AFP Nassau, Bahamas
‘I’m not as fresh as I would like to be. No matter how much you work out it’s very
different than being in playing shape. There are all these things you can’t simulate...’
Tiger Woods sees daily progress in his return from a 16-month back injury layoff and hinted Saturday he is still chasing the record 18 majors won by Jack Nicklaus.
Woods, a 14-time major champion, sizzled early for the third consecutive round but fizzled late in firing a two-under-par 70 at his comeback event, the Hero World Challenge hosted by his charity foundation.
“I’m just not quite there, but it’s coming. The great thing is I’m building and each day I’ve gotten a little bit stronger,” said Woods, who admits tiring on late holes.
“I’m definitely not as fresh as I would like to be. No matter how much you work out it’s very different than being in playing shape. There are all these different things you can’t simulate at home.”
Woods, who has not won a major since the 2008 US Open, was asked after his round about trying to catch Nicklaus even though no player has won four majors after turning 41, which Woods will do later this month.
“I wouldn’t be here doing this if I didn’t feel like I could play at the highest level,” Woods said. “I have too much pride.”
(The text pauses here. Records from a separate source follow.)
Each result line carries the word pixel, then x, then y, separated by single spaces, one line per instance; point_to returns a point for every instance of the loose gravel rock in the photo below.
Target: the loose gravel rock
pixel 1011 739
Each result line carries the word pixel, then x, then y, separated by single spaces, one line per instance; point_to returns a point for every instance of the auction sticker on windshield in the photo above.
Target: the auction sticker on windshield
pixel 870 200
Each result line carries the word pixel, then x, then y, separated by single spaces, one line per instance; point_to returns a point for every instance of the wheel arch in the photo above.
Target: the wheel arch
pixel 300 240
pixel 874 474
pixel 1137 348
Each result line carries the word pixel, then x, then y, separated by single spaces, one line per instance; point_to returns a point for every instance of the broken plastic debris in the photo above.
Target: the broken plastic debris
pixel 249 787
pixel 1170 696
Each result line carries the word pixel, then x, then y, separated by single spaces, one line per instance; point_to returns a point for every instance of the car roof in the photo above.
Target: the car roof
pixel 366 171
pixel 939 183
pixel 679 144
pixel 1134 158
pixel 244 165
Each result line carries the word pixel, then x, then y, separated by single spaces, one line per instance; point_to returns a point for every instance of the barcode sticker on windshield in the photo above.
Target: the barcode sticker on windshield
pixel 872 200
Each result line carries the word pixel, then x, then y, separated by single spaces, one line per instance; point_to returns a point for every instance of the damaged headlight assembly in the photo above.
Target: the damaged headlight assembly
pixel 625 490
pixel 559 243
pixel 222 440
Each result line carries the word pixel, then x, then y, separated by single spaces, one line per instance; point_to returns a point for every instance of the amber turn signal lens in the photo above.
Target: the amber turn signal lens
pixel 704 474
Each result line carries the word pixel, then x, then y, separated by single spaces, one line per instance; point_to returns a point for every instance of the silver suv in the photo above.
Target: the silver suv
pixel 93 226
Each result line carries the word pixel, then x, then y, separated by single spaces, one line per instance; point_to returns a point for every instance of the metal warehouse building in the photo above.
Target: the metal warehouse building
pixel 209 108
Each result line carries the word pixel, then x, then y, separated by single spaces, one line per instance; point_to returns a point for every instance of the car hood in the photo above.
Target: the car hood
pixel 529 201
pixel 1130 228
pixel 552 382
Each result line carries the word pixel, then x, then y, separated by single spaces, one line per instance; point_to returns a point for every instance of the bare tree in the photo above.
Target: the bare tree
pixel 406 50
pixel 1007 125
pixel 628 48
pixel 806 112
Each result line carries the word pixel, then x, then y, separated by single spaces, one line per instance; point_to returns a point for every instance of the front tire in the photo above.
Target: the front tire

Only four players have won multiple majors after turning 41 — Old Tom Morris with three 1860s British Opens and Harry Vardon, Julius Boros and Woods pal Mark O’Meara with two each.
Woods stood on eight-under 208, 11 strokes behind leader Hideki Matsuyama of Japan after 54 holes at the 18-man invitational.
“For three straight days, I’ve gotten off to great starts. For two of those days, I haven’t been able to keep it going,” Woods said. “I would like to get another solid round.”
Woods birdied four of the first five holes but it was no day at the beach for the former world number one, who spent considerable time in Bahamas sand waste areas after missing the last five fairways at Albany Golf Club, a 7,302-yard Ernie Els-designed layout.
“Probably couldn’t get off to a better start than I did,” Woods said. “Generally when I come back from layoffs, that’s the most concerning part of the game, but I’ve been able to build a significant amount of positive shots and go under par early.”
Woods took a bogey at the par-5 sixth but answered with birdies at seven and the par-5 11th but stumbled with bogeys at 13 and 14.
A 30-foot birdie putt at the fairway-less par-3 17th provided a boost but he found sand and water at 18 for a closing double bogey.
“I didn’t hit the ball that poorly today but hit bad putts in the middle part of the round,” Woods said.
Woods said he no expectations for the week because, “I didn’t know what I was going to feel like after each round,” but added, “I’ve finally been able to switch into a competitive mode again.”
Trump cheers on Tiger
Woods again flashed moments of his finest shotmaking to excite those seeking signs he can recapture the form that made him a dominating superstar.
“Great to have you back Tiger - Special!” US President-elect Donald Trump tweeted before the round began.
Until this week, Woods had not played competitively since August 2015, when he shared 10th at the Wyndham Championship.
Woods closed with double bogeys on two of the last three holes Thursday to shoot 73 in ending his career-longest 466-day layoff but recovered Friday with a bogey-free 65.
It was his lowest round relative to par since the 2013 World Golf Championships Bridgestone Invitational, the most recent of his 79 career victories.
Woods, three shy of Sam Snead’s all-time PGA Tour win mark, plays Sunday’s final round alongside South African Louis Oosthuizen.
Strong tee shots and irons set up short birdie putts on the first three holes for Woods, who sank a tense six-foot par putt at four after missing the green with his approach, then blasted out of a bunker at the par-3 fifth and watched the ball roll into the cup for birdie.